08 April 2023

National Banjo Day

The Birthplace of Country Music Museum in Bristol, TN/VA, is celebrating National Banjo Day today with a brief outline of banjo history and a photo of the oldest surviving instrument that can be called a banjo, the 'Creole bania' obtained in the 1770s in Suriname, South America, by John Gabriel Stedman (1744-97). The photo is credited to Kristina R. Gaddy, who describes the instrument and Stedman's association with it in chapters of her book Well of souls: uncovering the banjo's hidden history. Another photo of the 'bania' is on the Banjo Roots Blog, at the head of Shlomo Pestcoe's 2011 article 'The Stedman "Creole bania": a look at the world’s oldest banjo'.

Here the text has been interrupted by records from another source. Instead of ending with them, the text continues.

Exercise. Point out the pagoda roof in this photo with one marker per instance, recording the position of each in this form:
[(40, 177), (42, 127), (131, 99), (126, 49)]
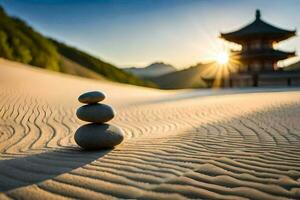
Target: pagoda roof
[(264, 54), (258, 29)]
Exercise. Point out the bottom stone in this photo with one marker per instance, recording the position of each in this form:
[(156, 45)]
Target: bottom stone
[(98, 136)]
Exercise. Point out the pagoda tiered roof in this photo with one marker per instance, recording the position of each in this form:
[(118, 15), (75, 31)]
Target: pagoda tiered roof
[(258, 29), (271, 54)]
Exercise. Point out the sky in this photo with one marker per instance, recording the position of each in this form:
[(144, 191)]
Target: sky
[(139, 32)]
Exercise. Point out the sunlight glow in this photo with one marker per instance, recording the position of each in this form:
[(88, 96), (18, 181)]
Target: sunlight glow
[(222, 58)]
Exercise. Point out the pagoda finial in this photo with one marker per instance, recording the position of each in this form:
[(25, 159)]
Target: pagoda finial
[(257, 14)]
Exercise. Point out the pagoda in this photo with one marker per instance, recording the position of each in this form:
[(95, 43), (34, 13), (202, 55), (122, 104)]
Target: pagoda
[(258, 54)]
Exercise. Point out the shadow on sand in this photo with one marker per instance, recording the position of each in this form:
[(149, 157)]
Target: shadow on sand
[(19, 172)]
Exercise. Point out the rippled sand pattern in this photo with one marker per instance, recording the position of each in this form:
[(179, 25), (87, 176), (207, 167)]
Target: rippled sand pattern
[(234, 146)]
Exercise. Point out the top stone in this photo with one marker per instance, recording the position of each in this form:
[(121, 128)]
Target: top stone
[(91, 97)]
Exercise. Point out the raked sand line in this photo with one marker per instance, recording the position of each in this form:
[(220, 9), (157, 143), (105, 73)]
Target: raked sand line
[(240, 146)]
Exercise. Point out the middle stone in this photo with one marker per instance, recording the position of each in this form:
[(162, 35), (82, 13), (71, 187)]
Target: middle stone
[(97, 113)]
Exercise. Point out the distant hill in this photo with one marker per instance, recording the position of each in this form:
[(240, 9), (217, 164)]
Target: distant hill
[(153, 70), (19, 42), (188, 78)]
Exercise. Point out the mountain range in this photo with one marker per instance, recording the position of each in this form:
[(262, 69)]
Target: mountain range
[(20, 42), (152, 70)]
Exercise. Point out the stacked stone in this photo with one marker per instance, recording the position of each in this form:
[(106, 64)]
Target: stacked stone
[(97, 134)]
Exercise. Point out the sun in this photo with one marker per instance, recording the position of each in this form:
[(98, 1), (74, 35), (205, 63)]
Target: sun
[(222, 58)]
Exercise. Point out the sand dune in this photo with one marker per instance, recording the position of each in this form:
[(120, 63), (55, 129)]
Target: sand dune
[(178, 144)]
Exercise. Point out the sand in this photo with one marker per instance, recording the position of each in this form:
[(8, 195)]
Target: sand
[(229, 144)]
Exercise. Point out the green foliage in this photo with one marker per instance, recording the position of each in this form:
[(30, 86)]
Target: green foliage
[(107, 70), (19, 42)]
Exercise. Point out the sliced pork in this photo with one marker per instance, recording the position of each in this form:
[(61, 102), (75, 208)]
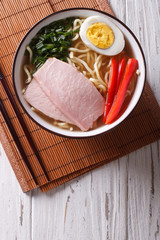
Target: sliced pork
[(71, 92), (37, 98)]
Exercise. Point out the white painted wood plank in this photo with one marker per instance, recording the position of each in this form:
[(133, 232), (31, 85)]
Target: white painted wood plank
[(119, 201), (15, 206)]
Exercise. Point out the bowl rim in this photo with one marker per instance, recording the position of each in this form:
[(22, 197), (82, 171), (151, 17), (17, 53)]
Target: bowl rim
[(53, 14)]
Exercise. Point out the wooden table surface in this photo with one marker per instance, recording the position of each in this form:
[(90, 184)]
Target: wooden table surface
[(119, 201)]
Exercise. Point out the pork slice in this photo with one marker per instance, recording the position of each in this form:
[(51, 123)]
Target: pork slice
[(37, 98), (75, 96)]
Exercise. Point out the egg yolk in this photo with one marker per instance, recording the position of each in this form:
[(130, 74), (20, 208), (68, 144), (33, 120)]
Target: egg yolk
[(100, 35)]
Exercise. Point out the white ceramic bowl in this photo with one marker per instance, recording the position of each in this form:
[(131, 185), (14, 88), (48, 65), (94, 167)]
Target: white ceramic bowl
[(79, 12)]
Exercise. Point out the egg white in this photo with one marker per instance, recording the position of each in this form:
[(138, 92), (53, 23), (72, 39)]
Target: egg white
[(115, 48)]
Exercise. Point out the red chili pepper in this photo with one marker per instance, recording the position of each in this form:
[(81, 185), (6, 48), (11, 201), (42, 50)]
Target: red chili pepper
[(131, 68), (121, 70), (112, 87)]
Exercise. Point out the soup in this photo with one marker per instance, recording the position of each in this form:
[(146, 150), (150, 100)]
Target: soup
[(72, 48)]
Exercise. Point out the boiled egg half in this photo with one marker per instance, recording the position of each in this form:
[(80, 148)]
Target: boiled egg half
[(102, 36)]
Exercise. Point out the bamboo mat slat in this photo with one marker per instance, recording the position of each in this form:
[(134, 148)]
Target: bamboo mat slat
[(63, 158)]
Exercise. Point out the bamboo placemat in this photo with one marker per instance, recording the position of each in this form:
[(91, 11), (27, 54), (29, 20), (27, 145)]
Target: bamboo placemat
[(64, 158)]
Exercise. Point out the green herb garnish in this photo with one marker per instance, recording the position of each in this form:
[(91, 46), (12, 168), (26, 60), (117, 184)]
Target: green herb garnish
[(52, 40)]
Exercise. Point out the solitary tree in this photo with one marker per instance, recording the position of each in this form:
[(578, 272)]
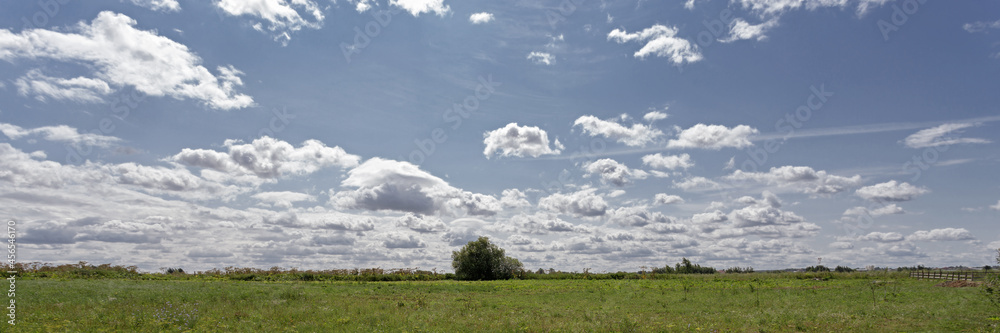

The venerable instrument is in the collection of the national museum of ethnology at Leiden (NL). Unfortunately, it is not currently on public display. Update: A photo can also be seen on the 'Banjo Roots: Banjo Beginnings' Facebook.

National Banjo Day is also being celebrated by the Compass Records Group with a Banjo Day Sale, offering 25% off select titles from their extensive catalogue of banjo-centric music. The Deering Banjo Company are (coincidentally?) introducing a new line of merchandise with the image of their newly designed character 'Banjohead'.